Reisefreiheit "zu 1000 Prozent behalten"

Etwas anderes sei der Schengen-Mechanismus. "Es ist ganz klar, es gibt Probleme speziell bei der Außensicherung. Gerade die ist zentral für die Sicherheit Europas und seiner Staaten". Deswegen sollte die Kommission Bedrohungsszenarien entgegen treten, damit nicht Situationen wie an der griechischen Grenze entstehen können. Diese Maßnahmen seien umzusetzen und erst als letzte Möglichkeit sollten dann begrenzt Grenzkontrollen erlaubt werden. Dabei gebe es eine "unterschiedliche Diskussion" mit drei Varianten. Die erste sei, dass die Kommission gemeinsam mit den EU-Staaten entscheide, die zweite sei, dass der EU-Innenministerrat mit qualifizierter Mehrheit Beschlüsse fasse und die dritte sei, dass die EU-Staaten das allein entscheiden. Jedenfalls gehe es beim Schengen-Mechanismus keineswegs um die Reisefreiheit, "die wir zu tausend Prozent behalten wollen".

Der deutsche Innenminister Hans-Peter Friedrich wies Vorwürfe zurück, die Reisefreiheit in Europa zu gefährden. Es gehe nicht um dauerhafte Grenzkontrollen, unter gar keinen Umständen. Und es gehe auch nicht um eine Schwächung der Schengen-Vereinbarung, sondern um eine Stärkung. Sein französischer Amtskollege betonte, es gehe bei Schengen nicht nur um die Reisefreiheit, sondern auch um den Schutz der Außengrenzen.
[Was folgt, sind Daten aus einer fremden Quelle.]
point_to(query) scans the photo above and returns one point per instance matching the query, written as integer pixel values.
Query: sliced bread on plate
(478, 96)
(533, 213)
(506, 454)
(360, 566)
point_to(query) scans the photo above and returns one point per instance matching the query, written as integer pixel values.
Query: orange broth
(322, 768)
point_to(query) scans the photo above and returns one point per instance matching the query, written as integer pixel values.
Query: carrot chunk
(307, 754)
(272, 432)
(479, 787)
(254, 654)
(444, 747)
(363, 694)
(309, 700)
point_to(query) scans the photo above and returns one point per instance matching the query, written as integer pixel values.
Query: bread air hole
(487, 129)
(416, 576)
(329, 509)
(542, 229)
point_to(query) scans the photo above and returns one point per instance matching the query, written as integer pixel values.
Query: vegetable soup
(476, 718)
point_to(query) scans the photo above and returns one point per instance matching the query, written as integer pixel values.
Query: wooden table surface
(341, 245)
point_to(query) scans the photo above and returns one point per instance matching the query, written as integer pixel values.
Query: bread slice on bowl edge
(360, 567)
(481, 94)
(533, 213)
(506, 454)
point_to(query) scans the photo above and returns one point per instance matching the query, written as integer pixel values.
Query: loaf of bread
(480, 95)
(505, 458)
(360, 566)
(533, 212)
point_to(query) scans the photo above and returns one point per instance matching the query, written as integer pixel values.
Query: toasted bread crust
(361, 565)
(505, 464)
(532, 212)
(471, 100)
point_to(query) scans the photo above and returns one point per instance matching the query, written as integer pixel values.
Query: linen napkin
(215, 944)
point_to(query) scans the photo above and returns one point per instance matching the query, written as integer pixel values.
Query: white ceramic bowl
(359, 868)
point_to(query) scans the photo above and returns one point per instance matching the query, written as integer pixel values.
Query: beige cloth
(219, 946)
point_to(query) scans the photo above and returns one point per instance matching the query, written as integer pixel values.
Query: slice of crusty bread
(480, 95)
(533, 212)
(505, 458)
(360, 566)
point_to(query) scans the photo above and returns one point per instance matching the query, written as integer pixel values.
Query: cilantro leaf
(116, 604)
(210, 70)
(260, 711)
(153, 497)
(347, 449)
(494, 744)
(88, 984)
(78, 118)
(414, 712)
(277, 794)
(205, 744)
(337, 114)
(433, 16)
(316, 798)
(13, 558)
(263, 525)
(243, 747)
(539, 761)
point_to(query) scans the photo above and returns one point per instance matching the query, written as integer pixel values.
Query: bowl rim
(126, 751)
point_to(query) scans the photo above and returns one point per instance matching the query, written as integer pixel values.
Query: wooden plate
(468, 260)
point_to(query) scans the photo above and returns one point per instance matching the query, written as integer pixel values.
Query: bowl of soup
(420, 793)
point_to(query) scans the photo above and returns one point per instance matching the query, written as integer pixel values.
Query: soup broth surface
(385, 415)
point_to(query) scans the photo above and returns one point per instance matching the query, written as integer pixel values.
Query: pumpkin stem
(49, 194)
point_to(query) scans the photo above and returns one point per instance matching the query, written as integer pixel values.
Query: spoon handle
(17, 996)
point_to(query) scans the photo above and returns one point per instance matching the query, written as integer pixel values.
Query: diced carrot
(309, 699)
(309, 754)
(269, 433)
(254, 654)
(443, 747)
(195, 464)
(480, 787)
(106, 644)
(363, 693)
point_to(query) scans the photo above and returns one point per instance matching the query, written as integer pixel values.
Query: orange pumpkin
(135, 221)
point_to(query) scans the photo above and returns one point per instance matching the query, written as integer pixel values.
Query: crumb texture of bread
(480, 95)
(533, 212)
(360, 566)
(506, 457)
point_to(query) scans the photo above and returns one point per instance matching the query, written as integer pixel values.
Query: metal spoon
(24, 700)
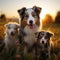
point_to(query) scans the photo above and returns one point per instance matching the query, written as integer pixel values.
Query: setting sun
(43, 13)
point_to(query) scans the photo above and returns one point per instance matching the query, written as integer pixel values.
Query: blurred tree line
(2, 17)
(48, 19)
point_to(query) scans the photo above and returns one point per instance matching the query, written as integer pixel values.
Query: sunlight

Mikl-Leitner lehnte ebenso wie viele ihrer Kollegen eine Abgabe der Kompetenzen an die Kommission ab. Friedrich sagte zu dieser Frage: "Wir akzeptieren nicht eine Alleinzuständigkeit der EU-Kommission, weil jedes Land in Sicherheits- und innenpolitischen Fragen die Sicherheit seiner Bürger gewährleisten muss. Guéant erklärte: "Dies muss den Staaten überlassen bleiben - und zwar ohne europäische Einmischung." Laut EU-Diplomaten folgt die große Mehrheit der Staaten dieser Richtung, lediglich Schweden habe Vorbehalte angemeldet.

"Schöner Erfolg"

Erfreut zeigte sich Mikl-Leitner darüber, dass die EU-Innenminister einstimmig den von Österreich und sechs weiteren Staaten initiierten Aktionsplan gegen illegale Migration angenommen haben. Bei dem 6-Punkte-Katalog geht es um die Verbesserung des EU-Außengrenzmanagements, vor allem an der griechisch-türkischen Grenze, die Stärkung der Verwaltung des Schengen-Raums mit der Möglichkeit der Einführung befristeter Grenzkontrollen, über die das betroffene Land selber entscheiden können soll. Schließlich wird in dem "Masterplan" gegen illegale Migration die konsequente Umsetzung der EU-Rückführungspolitik verlangt, ferner der Schutz der Personenfreizügigkeit in der EU vor Missbrauch durch gefälschte Dokumente oder Scheinehen, wobei die einzelnen Staaten ihre Informationen austauschen und dazu nationale Kontaktpunkte für die Dokumentationssicherheit einrichten sollten. Mikl-Leitner sprach von einem beachtlichen Paket und einem "schönen Erfolg", weil es erstmals eine genaue Auflistung der Zielsetzung konkreter Maßnahmen gebe.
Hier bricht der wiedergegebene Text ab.